The defendants-appellants were charged with federal fraud crimes. During jury deliberations, a juror contacted a state prosecutor who was a social acquaintance not involved with the federal prosecution to report a “problem” with the jury deliberations. The state prosecutor told the juror that they could not discuss the deliberations, and to report any problems to the district-court judge. No juror reported any problems to the court, but the state prosecutor informed the court of the conversation. After the jury returned a guilty verdict, the defense requested to interview the jurors and moved for a mistrial. The motion was denied, as were subsequent defense motions to interview jurors and for a new trial. After sentencing, the defendants timely appealed.

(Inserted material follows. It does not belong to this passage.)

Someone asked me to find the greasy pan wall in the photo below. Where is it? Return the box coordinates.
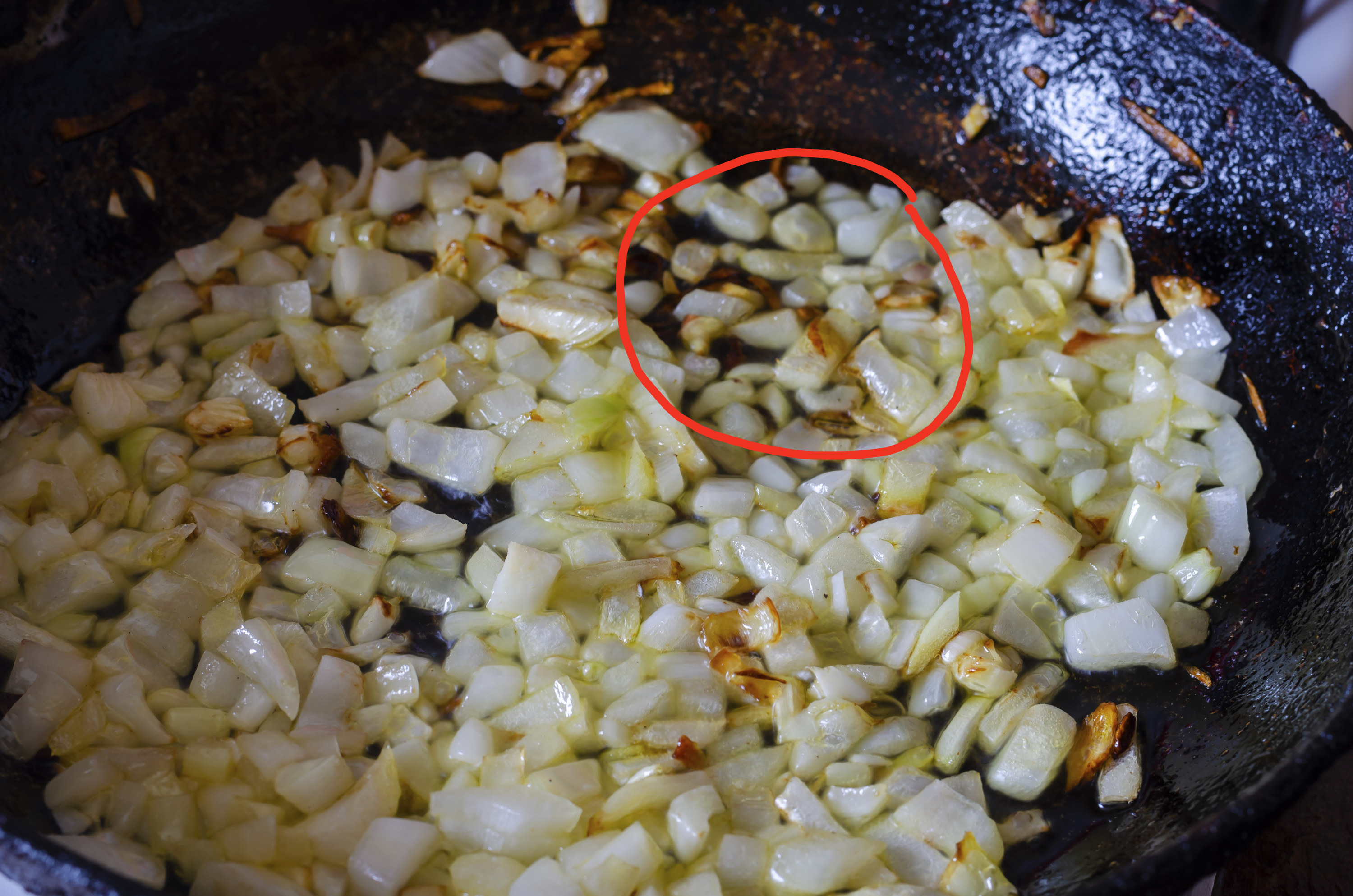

The district court has an obligation to investigate a colorable claim of external influence on the jury to determine whether any external influence occurred and, if so, whether it was prejudicial See Remmer v. United States, 347 U.S. 227, 229–30 (1954). The Sixth Circuit held that it was an abuse of discretion for the district court to decline to hold a Remmer hearing in this case because the case involved “intentional improper contacts or contacts that had an obvious potential for improperly influencing the jury.” The Court held that the fact that a juror instigated contact with a third party in order to discuss the case would be enough to require a Remmer hearing, but noted that there were additional facts that supported that conclusion in this case. The Court vacated the convictions and remanded for a Remmer hearing.